Scaling the Embedding Outcome in the Encoder

I have 2 questions from the below snippet of code from enoder layer(class Encoder(tf.keras.layers.Layer)):

        # Pass input through the Embedding layer
        x = self.embedding(x)  # (batch_size, input_seq_len, embedding_dim)
        # Scale embedding by multiplying it by the square root of the embedding dimension
        x *= tf.math.sqrt(tf.cast(self.embedding_dim, tf.float32))
        # Add the position encoding to embedding
        x += self.pos_encoding[:, :seq_len, :]
  1. Why the scaling is done before adding positional encodings to the x?

  2. According to the original paper ‘‘Attention is All you need’’ the requirement of scaling and its reason is given below

But in the case of embedding matrix the input tensor to embedding matrix is sparse then why do we need to scale it?

I found this interesting question unanswered. I think Varun already finished an assignment, but my answers are for all learners who come to here by a search or others.

This includes two key things about scale factors.

For the first question about \sqrt{d_{model}}, the paper did not mention any reasons.

In the embedding layers, we multiply those weights by \sqrt{d_{model}}.

Then, there are several discussions about how this should be interpreted. I think most possible one is about the balancing between “word embedding” and “position encoding”. From several trials, we think that authors thought “word embedding” was relatively important than “position encoding”, and needed to consider some weights. Of course, “position encoding” is the only one source to see the position information of ‘words’. So, it can not be deleted.

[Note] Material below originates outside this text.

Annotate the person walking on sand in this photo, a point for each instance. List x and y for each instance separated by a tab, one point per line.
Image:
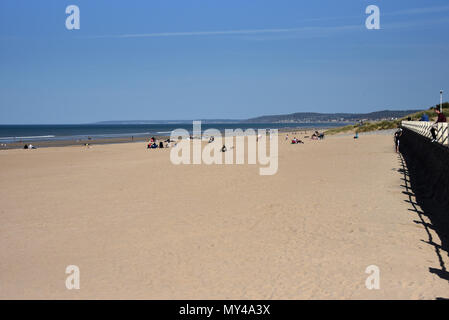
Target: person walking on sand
397	136
441	118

But, it looks like multiplying \sqrt{d_{model}} to “word embedding” worked well. Note that both has the same dimension. So, it is a matter of weights.

For the second question, it is not for this, but for the scaled dot-product attention. So, it is totally different discussion. In the case of a scaled dot-product attention, as its name shows, it is a “scaled” version of “dot-product attention”. For this portion, the paper clearly stated the reason as follows.

We suspect that for large values of d_k, the dot products grow large in magnitude, pushing the softmax function into regions where it has extremely small gradients. To counteract this effect, we scale the dot products by \frac{1}{\sqrt{d_k}}.

Different from the first one, this scale factor is \frac{1}{\sqrt{d_k}}.

Hope this clarifies scaling factors for “word embedding” and “dot-product attention”.